Request: Model selection of Generalized Estimating Equations (GEE)

Robin Kramer

unread,

Nov 22, 2016, 10:20:20 AM11/22/16

to pystatsmodels

After having learnt R, I've been using Python as my main tool for data analysis and I've been loving it so far. However, since I've started using statistical methods that are just a little more complex, I encountered the limits of it: Much of the complex methods that are in R, have not been implemented in statsmodels yet :(

I am missing one method in particular. After performing some GEE's, I've got several models of which I can tell which independent variables have a significant contribution to the prediction of the dependent variable. However, what I do not know and cannot find is which model is better than to other. For Linear Mixed Effect Models there are AIC, BIC and log-likelihood methods, but these cannot be used for GEE (https://onlinecourses.science.psu.edu/stat504/node/180).

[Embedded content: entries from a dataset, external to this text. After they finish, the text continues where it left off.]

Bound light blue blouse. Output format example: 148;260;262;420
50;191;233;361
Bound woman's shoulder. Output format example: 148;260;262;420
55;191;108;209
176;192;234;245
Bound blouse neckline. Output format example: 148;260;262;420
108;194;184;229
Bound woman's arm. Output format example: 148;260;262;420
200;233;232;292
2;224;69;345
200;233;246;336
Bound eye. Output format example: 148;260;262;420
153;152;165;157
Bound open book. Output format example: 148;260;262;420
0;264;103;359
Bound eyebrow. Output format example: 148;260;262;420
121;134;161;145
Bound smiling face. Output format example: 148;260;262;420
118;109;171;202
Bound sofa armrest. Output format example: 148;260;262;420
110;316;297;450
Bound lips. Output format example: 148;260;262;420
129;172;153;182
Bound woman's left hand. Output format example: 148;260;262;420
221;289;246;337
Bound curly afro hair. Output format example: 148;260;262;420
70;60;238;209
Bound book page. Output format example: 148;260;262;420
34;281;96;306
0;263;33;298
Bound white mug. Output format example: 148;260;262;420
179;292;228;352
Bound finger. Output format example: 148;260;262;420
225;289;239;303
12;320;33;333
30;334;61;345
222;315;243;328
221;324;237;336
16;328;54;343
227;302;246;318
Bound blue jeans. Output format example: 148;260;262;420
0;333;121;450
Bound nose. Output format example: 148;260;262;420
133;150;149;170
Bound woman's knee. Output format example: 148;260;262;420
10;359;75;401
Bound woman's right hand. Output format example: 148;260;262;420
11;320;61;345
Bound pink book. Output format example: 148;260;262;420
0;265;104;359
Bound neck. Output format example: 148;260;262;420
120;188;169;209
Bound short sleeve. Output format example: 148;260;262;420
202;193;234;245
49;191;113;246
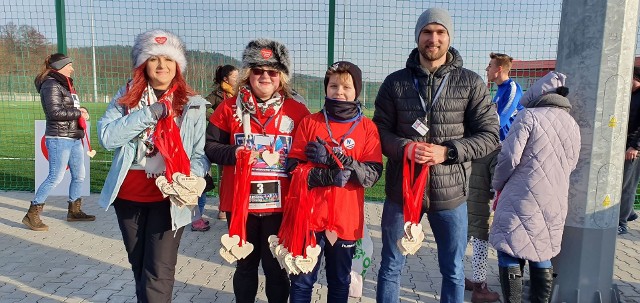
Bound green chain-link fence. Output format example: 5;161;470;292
0;0;636;207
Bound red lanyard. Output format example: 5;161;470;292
402;144;429;224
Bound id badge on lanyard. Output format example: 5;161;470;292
411;74;449;136
249;180;282;210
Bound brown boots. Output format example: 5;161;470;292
22;198;96;231
22;203;49;231
67;198;96;222
464;278;500;303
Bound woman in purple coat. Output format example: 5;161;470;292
489;72;580;302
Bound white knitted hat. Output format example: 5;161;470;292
131;29;187;73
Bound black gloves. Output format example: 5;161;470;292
149;102;169;120
307;167;351;189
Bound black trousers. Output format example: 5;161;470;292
227;212;289;303
113;198;184;303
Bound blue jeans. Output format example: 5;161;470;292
31;138;85;205
198;193;207;217
498;250;551;269
376;201;467;303
289;232;356;303
618;159;640;226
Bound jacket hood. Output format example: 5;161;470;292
407;47;462;77
33;76;51;94
520;93;571;111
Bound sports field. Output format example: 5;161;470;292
0;101;384;201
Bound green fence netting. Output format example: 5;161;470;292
0;0;636;207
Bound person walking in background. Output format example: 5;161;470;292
205;39;309;303
489;72;580;302
22;53;96;231
98;29;210;303
618;66;640;235
285;61;382;303
485;53;524;141
199;65;238;224
205;65;238;110
373;8;499;302
464;53;524;302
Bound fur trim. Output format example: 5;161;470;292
131;29;187;73
242;39;291;75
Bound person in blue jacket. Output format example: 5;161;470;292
465;53;524;302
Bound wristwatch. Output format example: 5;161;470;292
447;146;458;160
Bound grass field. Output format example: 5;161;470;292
0;101;384;201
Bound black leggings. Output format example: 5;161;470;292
113;198;184;303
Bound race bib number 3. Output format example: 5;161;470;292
249;180;282;209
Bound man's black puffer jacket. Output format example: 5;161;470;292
35;76;84;139
373;47;500;211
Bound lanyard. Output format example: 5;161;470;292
322;109;362;147
251;108;282;135
413;73;450;114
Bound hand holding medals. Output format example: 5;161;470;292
156;173;207;207
397;144;429;256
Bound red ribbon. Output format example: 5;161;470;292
78;117;93;151
278;163;316;258
149;85;191;183
402;144;429;224
491;191;502;211
229;148;253;247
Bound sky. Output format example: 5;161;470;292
0;0;640;81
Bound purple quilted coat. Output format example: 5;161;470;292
489;92;580;262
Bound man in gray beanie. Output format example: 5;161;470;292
373;8;499;302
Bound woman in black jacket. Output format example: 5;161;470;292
22;53;96;231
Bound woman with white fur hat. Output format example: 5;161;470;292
98;30;210;303
205;39;309;303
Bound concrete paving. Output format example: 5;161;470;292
0;191;640;303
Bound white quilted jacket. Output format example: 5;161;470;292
489;93;580;262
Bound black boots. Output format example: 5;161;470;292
22;203;49;231
500;266;522;303
67;198;96;221
529;268;553;303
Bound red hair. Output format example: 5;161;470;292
118;62;196;116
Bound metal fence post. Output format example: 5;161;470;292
551;0;638;302
56;0;67;54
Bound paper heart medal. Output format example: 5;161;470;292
220;234;253;263
397;222;424;256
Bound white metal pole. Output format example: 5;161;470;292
91;0;98;102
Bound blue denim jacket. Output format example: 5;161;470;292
98;86;211;230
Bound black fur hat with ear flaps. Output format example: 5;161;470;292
242;39;291;76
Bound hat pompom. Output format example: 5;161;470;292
242;39;291;76
131;29;187;72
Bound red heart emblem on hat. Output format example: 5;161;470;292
260;48;273;60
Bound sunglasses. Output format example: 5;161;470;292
251;68;280;77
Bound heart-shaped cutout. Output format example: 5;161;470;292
305;245;322;258
220;234;240;251
409;223;424;238
294;256;317;274
230;241;253;260
262;149;280;166
284;254;300;275
324;229;338;246
220;247;238;263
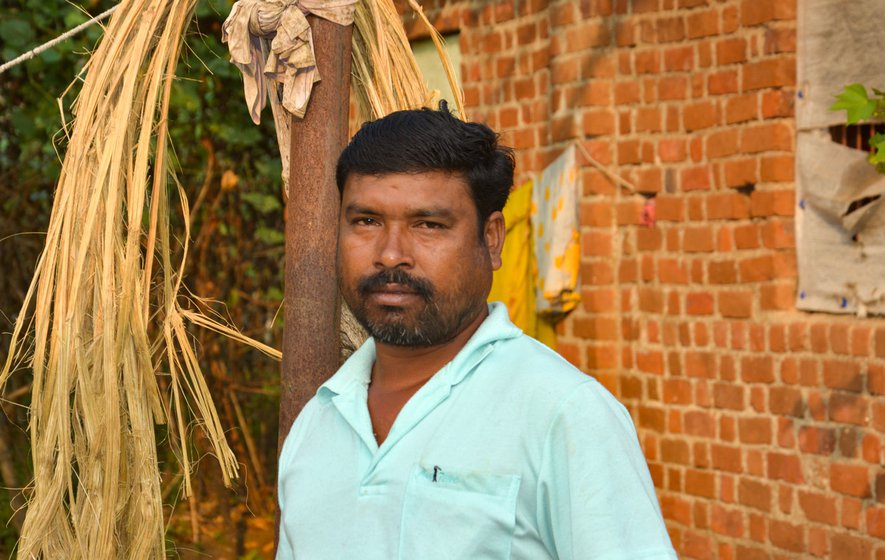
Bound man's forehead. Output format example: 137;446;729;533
342;171;472;201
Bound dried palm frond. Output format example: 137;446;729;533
0;0;465;560
351;0;466;120
0;0;237;560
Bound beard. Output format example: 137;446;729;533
341;268;485;348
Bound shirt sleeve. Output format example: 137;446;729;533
275;399;316;560
537;380;676;560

There is method called Quasi-likelihood under the independence model criterion (QIC; http://www.jstatsoft.org/v57/c01/paper), which is implemented in R (http://stats.stackexchange.com/questions/21771/how-to-perform-model-selection-in-gee-in-r), but again, not in Python.

Is it possible to have the QIC method implemented in Python too? The linked paper describes how to calculate the QIC rather briefly, so I hope it won't be too difficult. Hope to hear from you!

v57c01.pdf

josef...@gmail.com

unread,

Nov 22, 2016, 4:10:23 PM11/22/16

to pystatsmodels

sounds very popular, There is also a user contributed Stata version. So we need it also.

We don't have a quasi-likelihood attached to our families, AFAIR, only the full likelihood. So, that might be a missing piece for a quick implementation from the outside of the models.

However, I'm not sure what's the background for this. Skimming the Pan 2001 article, it sounds a bit "shaky" to me. Quasi-likelihood mainly adds dispersion, and if there are any other deviation from the "true" likelihood model, as assumed in GEE, then comparing an objective function across models doesn't have any standard/nice properties.

But I never looked at AIC/BIC alternatives if we don't have at least a likelihood interpretation.

There might be some selection criteria based on predictive accuracy. For parameter estimation and selection of variables, I would rely more on the score tests which we have built into GEE (score tests in GEE are a bit conservative, as far as I remember).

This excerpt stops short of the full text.